Testimony to the New York City Charter Revision Commission
August 23, 2010
Good evening. I’m Elena Conte of the Pratt Center for Community Development. We want to thank the Charter Revision Commission for its thoughtful recommendations for revisions to the City Charter, and especially for the proposal to include waste transfer stations and transportation facilities in the Atlas of City Facilities. This provision will present a much fuller picture than has existed in the past of the environmental burdens faced by low-income communities across the city, and supports informed decision-making about siting polluting facilities. Ultimately, New York City has a greater opportunity to see a fairer distribution of polluting facilities as a result of this measure.
Yet much more needs to be done to ensure that the fair share provisions of the City Charter can actually be implemented as intended and generate truly fair distribution of facilities around New York City. Tonight, we urge you to further improve to the Atlas of City Facilities, to add power plants and other pollution sources that still are not included in the proposed text change. We also hope that a future Commission will consider a full reinvigoration of fair share. This will require a more deliberate approach to the gathering and use of information about facilities’ impacts. City agencies routinely collect and analyze detailed data on existing conditions and program outcomes to drive decision-making and resource allocation. Similar analysis is urgently needed to inform fair and appropriate siting decisions for facilities that serve public purposes. Data on emissions, pollution, public health outcomes, and other basic indicators of local environmental burdens is an essential foundation to an informed and fair siting process. Leaders in the environmental justice movement have a base of knowledge, experience and expertise on which proposals can be built, and we look forward to allying with them to develop and work toward the implementation of a fair and protective siting process.

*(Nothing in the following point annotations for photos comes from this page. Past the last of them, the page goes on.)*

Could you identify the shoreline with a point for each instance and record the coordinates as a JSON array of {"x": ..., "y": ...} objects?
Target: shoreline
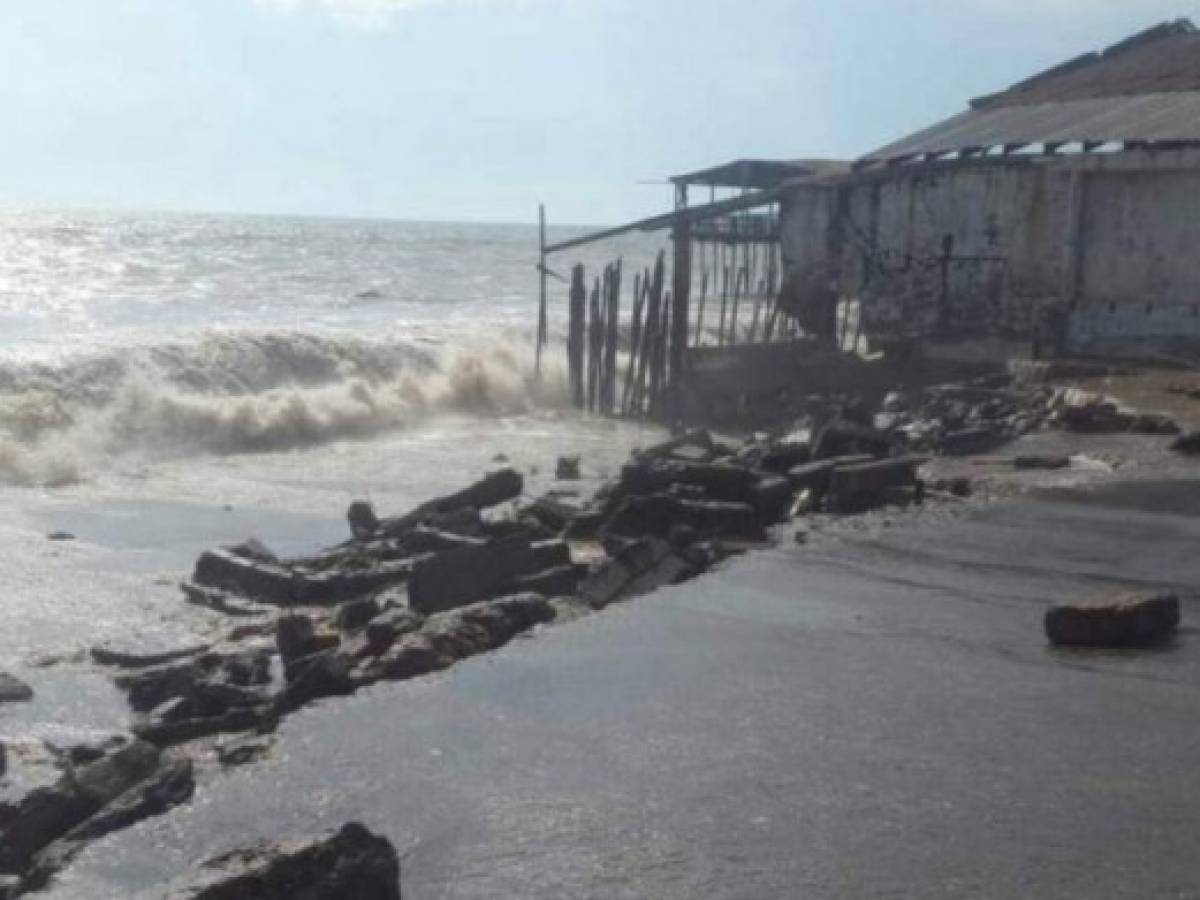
[{"x": 453, "y": 639}]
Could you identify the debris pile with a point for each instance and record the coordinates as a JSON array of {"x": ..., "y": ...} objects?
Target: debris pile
[
  {"x": 348, "y": 863},
  {"x": 467, "y": 573},
  {"x": 105, "y": 790},
  {"x": 1121, "y": 622}
]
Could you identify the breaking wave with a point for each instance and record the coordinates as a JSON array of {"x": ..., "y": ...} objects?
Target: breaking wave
[{"x": 232, "y": 394}]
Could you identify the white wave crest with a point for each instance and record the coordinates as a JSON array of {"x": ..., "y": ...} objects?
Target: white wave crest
[{"x": 246, "y": 394}]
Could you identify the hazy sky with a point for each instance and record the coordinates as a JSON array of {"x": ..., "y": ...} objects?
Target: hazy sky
[{"x": 475, "y": 109}]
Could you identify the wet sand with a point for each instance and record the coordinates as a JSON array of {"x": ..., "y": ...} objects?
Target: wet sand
[{"x": 875, "y": 715}]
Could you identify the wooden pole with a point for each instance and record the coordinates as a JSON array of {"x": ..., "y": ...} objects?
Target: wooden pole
[
  {"x": 737, "y": 298},
  {"x": 595, "y": 335},
  {"x": 575, "y": 330},
  {"x": 725, "y": 299},
  {"x": 659, "y": 378},
  {"x": 646, "y": 365},
  {"x": 700, "y": 312},
  {"x": 635, "y": 339},
  {"x": 681, "y": 307},
  {"x": 541, "y": 281}
]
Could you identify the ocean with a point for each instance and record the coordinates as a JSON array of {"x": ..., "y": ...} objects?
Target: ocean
[{"x": 174, "y": 382}]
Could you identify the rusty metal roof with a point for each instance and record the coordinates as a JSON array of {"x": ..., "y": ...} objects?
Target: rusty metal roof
[
  {"x": 1171, "y": 117},
  {"x": 761, "y": 174}
]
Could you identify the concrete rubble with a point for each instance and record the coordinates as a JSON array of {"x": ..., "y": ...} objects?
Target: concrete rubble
[
  {"x": 349, "y": 863},
  {"x": 1120, "y": 622},
  {"x": 465, "y": 574}
]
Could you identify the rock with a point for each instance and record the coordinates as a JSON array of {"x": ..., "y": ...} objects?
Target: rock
[
  {"x": 149, "y": 688},
  {"x": 640, "y": 568},
  {"x": 383, "y": 630},
  {"x": 363, "y": 520},
  {"x": 843, "y": 438},
  {"x": 349, "y": 864},
  {"x": 253, "y": 550},
  {"x": 173, "y": 711},
  {"x": 568, "y": 468},
  {"x": 47, "y": 814},
  {"x": 247, "y": 667},
  {"x": 132, "y": 659},
  {"x": 1153, "y": 424},
  {"x": 977, "y": 439},
  {"x": 490, "y": 491},
  {"x": 219, "y": 601},
  {"x": 322, "y": 675},
  {"x": 463, "y": 576},
  {"x": 265, "y": 582},
  {"x": 424, "y": 539},
  {"x": 241, "y": 751},
  {"x": 411, "y": 657},
  {"x": 1091, "y": 413},
  {"x": 855, "y": 487},
  {"x": 354, "y": 615},
  {"x": 772, "y": 498},
  {"x": 169, "y": 733},
  {"x": 813, "y": 475},
  {"x": 655, "y": 516},
  {"x": 691, "y": 445},
  {"x": 1122, "y": 622},
  {"x": 1187, "y": 444},
  {"x": 169, "y": 786},
  {"x": 484, "y": 627},
  {"x": 295, "y": 637},
  {"x": 13, "y": 690},
  {"x": 559, "y": 581},
  {"x": 1042, "y": 462}
]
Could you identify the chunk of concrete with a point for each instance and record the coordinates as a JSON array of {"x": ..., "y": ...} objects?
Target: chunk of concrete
[{"x": 1120, "y": 622}]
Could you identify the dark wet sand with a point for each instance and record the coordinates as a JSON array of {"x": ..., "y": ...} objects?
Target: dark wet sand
[{"x": 873, "y": 718}]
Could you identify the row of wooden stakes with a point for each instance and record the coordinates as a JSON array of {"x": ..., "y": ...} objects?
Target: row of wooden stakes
[{"x": 594, "y": 336}]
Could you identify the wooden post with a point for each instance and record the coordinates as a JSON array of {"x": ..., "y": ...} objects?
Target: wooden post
[
  {"x": 681, "y": 298},
  {"x": 725, "y": 299},
  {"x": 635, "y": 339},
  {"x": 612, "y": 310},
  {"x": 595, "y": 335},
  {"x": 700, "y": 312},
  {"x": 575, "y": 330},
  {"x": 659, "y": 375},
  {"x": 737, "y": 297},
  {"x": 541, "y": 282},
  {"x": 647, "y": 364}
]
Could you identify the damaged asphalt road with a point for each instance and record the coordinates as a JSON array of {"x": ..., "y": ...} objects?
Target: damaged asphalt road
[{"x": 875, "y": 717}]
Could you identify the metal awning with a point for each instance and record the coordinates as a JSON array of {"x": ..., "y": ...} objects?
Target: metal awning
[
  {"x": 1152, "y": 118},
  {"x": 682, "y": 216}
]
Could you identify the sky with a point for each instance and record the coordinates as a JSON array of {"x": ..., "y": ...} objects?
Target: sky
[{"x": 479, "y": 109}]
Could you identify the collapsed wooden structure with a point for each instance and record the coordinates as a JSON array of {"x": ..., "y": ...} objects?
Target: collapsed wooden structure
[{"x": 1056, "y": 216}]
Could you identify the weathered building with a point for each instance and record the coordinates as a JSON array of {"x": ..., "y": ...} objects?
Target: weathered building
[
  {"x": 1062, "y": 213},
  {"x": 1068, "y": 201}
]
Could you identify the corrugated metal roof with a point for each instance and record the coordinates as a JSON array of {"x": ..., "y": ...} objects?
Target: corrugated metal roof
[
  {"x": 761, "y": 174},
  {"x": 1149, "y": 117},
  {"x": 1159, "y": 60}
]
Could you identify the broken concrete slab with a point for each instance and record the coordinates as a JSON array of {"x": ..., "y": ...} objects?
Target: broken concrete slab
[
  {"x": 13, "y": 690},
  {"x": 349, "y": 863},
  {"x": 1120, "y": 622},
  {"x": 637, "y": 569},
  {"x": 467, "y": 575}
]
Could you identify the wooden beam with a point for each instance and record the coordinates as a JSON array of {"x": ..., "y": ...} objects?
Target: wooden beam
[{"x": 685, "y": 215}]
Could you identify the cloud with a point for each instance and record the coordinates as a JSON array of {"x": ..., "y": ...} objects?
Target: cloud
[{"x": 367, "y": 13}]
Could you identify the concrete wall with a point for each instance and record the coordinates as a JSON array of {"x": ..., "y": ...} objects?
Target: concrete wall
[
  {"x": 973, "y": 250},
  {"x": 1139, "y": 275}
]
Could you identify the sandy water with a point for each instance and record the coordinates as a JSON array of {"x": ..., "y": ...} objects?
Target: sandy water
[{"x": 169, "y": 383}]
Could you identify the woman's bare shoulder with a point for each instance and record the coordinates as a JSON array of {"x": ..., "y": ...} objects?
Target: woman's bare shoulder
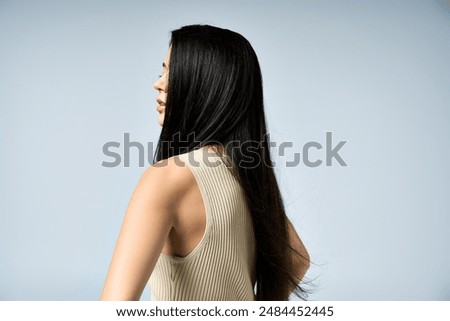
[{"x": 169, "y": 175}]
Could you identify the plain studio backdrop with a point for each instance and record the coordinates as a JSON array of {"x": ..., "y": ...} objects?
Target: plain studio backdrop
[{"x": 75, "y": 75}]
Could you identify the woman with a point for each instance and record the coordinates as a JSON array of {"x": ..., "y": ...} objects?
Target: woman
[{"x": 206, "y": 220}]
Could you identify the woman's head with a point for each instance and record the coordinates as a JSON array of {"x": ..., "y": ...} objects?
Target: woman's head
[{"x": 211, "y": 89}]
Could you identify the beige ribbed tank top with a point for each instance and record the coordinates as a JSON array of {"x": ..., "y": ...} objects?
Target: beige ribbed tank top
[{"x": 222, "y": 265}]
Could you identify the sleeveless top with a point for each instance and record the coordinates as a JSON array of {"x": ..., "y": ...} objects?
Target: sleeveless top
[{"x": 222, "y": 265}]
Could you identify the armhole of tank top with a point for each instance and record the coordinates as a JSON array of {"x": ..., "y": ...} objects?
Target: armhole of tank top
[{"x": 208, "y": 219}]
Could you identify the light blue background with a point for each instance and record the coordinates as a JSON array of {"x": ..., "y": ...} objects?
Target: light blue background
[{"x": 77, "y": 74}]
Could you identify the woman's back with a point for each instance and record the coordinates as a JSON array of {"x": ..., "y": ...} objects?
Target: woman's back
[{"x": 222, "y": 264}]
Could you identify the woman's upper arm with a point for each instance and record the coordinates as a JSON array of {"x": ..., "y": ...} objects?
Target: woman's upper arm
[{"x": 148, "y": 220}]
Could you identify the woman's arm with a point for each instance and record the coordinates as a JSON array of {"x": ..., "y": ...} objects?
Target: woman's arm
[
  {"x": 148, "y": 220},
  {"x": 301, "y": 265}
]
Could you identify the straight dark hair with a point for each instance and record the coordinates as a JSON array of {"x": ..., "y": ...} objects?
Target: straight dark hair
[{"x": 215, "y": 96}]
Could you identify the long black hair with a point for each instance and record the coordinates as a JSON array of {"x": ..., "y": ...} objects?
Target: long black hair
[{"x": 215, "y": 96}]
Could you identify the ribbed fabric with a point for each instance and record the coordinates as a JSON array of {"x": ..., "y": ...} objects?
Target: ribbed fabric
[{"x": 221, "y": 267}]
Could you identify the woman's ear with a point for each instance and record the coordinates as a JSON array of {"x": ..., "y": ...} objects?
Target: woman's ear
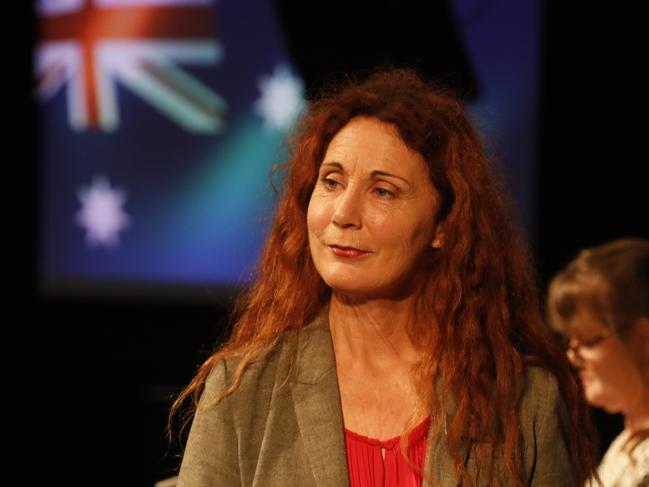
[
  {"x": 438, "y": 241},
  {"x": 642, "y": 333}
]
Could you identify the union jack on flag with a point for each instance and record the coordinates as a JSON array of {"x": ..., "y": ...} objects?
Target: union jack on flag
[{"x": 89, "y": 46}]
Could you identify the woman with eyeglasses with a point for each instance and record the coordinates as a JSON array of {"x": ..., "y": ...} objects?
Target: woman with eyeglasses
[{"x": 600, "y": 304}]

We also want to reiterate what we have now said at three previous Charter commission hearings and have heard from many others who testified: Land use in New York City is in urgent need of reform. While other cities and regions have embraced participatory long-term planning as the foundation of land use decisions, New York zones first and asks questions later. The result too often is development that contradicts communities’ stated needs, overburdens infrastructure, and undermines the long-term sustainability objectives of PlaNYC.
We have heard and agree with commission members’ concern that land use demands careful and thorough review. The Pratt Center urges the appointment of a commission as early as feasible following Election Day to ensure that it has adequate time to tackle this vital responsibility and build the land use planning infrastructure this great city deserves and needs.